Days and Nights in the Heartland of Rebellion by Gautam Navlakha (New Delhi: Penguin), 2012; pp 272,Rs 299.

No less a person than our prime minister has repeatedly called it “the greatest menace to our democracy and our path of development”. Yet the author of this first-hand report on the activities and inspiring vision of the Maoist party in its bases in the Dandakaranya region of central India shows Maoists developing and empowering the poorest, the most neglected and oppressed group/s in our society, in a determined and systematic manner. The present finance minister had remarked that the Maoists were blocking development and conspiring to keep the poor tribals of the region out of the ambit of development that unhindered mining would have brought about, an observation that is likely to be challenged by “civil society” groups familiar with the region and its people. Indeed the “development” promoted by the Indian state is apparently regarded by the tribals as the greatest menace to their lives and livelihoods, and has been grimly resisted by the putative beneficiaries in Andhra Pradesh, Chhattisgarh, Madhya Pradesh, Odisha, and Jharkhand with unconcealed hatred and uncompromising tenacity.

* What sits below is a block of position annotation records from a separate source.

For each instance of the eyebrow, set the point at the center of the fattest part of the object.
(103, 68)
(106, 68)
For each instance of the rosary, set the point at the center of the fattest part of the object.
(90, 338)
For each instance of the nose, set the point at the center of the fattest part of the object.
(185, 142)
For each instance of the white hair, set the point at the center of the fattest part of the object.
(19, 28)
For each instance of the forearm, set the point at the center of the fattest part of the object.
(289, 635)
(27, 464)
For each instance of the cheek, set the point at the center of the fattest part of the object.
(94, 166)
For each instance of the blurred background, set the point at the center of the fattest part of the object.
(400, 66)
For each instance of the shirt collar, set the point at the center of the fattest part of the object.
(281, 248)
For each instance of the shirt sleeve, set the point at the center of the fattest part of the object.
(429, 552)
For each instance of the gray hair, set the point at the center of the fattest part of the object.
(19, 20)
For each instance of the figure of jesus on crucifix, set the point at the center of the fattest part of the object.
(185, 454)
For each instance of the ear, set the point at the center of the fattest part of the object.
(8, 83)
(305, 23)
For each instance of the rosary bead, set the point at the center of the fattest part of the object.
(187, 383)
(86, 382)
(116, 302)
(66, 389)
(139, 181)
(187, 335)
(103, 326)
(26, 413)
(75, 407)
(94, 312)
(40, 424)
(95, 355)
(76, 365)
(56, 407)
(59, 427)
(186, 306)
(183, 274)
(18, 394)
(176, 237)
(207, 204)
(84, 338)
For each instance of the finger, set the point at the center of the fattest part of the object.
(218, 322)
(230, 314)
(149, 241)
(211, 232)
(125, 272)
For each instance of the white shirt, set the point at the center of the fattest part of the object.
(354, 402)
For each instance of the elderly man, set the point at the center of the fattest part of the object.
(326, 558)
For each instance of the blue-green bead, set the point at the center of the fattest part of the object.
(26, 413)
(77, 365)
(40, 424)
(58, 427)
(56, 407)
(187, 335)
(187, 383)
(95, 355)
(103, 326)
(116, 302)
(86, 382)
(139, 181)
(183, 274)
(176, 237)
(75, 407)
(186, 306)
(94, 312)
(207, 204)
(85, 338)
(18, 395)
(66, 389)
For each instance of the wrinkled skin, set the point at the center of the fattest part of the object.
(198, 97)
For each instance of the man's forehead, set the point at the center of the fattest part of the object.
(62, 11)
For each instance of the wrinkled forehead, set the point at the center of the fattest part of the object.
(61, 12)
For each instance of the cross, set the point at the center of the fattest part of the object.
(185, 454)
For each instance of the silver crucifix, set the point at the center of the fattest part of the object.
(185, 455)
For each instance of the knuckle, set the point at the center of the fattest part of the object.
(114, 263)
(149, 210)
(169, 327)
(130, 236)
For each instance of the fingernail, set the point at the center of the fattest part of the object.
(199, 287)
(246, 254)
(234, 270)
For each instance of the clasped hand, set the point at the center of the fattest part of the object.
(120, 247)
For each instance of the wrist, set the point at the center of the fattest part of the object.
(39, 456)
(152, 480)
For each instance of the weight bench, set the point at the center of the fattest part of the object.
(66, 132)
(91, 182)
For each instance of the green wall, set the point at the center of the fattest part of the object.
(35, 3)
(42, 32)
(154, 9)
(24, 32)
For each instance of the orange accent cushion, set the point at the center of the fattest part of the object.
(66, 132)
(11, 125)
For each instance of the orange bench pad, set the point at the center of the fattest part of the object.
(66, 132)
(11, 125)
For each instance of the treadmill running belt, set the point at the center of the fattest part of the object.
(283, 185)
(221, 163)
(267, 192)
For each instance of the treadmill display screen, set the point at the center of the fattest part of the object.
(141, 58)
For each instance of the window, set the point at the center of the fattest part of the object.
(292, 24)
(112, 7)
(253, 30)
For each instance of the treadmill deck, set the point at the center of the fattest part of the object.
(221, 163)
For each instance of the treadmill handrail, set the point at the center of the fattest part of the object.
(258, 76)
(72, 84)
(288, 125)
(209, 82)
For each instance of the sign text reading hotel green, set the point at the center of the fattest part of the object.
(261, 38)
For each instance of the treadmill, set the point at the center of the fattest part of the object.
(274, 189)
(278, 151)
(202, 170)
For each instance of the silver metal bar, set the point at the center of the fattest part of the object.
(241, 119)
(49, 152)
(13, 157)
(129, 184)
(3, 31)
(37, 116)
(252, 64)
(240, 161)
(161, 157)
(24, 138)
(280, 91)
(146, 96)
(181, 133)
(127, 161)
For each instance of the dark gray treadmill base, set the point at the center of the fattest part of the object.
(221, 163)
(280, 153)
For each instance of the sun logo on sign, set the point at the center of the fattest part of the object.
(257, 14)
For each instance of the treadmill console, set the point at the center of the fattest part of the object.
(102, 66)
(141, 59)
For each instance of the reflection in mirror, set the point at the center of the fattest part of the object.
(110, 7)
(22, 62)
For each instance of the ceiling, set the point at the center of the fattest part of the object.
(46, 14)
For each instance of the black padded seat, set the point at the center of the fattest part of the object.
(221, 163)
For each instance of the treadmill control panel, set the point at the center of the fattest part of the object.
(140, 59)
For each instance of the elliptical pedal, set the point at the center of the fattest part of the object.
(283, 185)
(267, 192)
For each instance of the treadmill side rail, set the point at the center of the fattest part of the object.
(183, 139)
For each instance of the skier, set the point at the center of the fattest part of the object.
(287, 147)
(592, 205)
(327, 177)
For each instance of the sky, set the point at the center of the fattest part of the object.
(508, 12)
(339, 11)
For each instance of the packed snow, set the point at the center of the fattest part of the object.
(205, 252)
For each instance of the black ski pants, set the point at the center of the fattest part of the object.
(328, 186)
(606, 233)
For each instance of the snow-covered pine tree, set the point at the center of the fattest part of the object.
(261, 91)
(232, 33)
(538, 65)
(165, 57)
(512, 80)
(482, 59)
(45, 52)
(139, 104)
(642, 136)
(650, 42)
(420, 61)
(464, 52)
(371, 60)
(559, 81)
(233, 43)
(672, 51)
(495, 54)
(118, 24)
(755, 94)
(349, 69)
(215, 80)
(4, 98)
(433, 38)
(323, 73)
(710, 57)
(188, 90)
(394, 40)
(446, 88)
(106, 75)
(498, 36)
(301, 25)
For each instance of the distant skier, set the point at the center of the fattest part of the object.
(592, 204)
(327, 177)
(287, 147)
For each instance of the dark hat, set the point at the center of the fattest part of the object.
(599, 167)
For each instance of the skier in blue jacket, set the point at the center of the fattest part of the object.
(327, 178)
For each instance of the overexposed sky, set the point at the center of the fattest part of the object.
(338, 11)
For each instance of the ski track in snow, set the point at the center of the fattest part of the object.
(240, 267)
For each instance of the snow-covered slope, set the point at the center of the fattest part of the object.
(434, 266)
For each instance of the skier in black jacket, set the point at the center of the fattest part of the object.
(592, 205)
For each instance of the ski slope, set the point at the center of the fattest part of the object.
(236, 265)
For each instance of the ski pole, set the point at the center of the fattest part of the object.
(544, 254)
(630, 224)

The first 25 pages of the book are devoted to deflating various myths floated by the ruling-class media and the government against Maoists. It turns out that at bottom the fighting in the area has arisen out of the eagerness of bureaucrats and politicians to promote the interests of greedy corporates, resulting in hundreds of memoranda of understanding (MOUs) that threaten to evict millions of tribals from the region they have inhabited for millennia and drive them to destitution and death. At stake is a mineral-rich land from where 30 million tonnes of coal worth $3.2 billion had been exported by illegal mining companies in the five years up to 2009. Operation Green Hunt is not so much against Maoism as against resistance to this enormous plunder, now to be legalised through the MOUs (p 44ff). (Navlakha has bluntly called it a “war” by a state on its own people and from the other side of the barrier it is perceived as a justified armed struggle by an oppressed and deeply aggrieved people to preserve their lands, their identity and their dignity.) The Maoists have been the catalytic agents in the process of empowering the tribal people to work and fight for their own security and development, about the success of which the report does not leave the reviewer in any doubt. The Maoists, of course, have a broader and more forward-looking agenda and the tribal armed struggle is only an initial phase in the programme of a protracted revolutionary war. Personally I cannot see how the programme is to be extended to other regions of the country, for the same tactics are unlikely to succeed – in vastly different environments, and I am not privy to methods of mobilisation and struggle they might have worked out for other regions. A lot depends on their success in that task, even the ultimate sustainability of the success in Dandakaranya.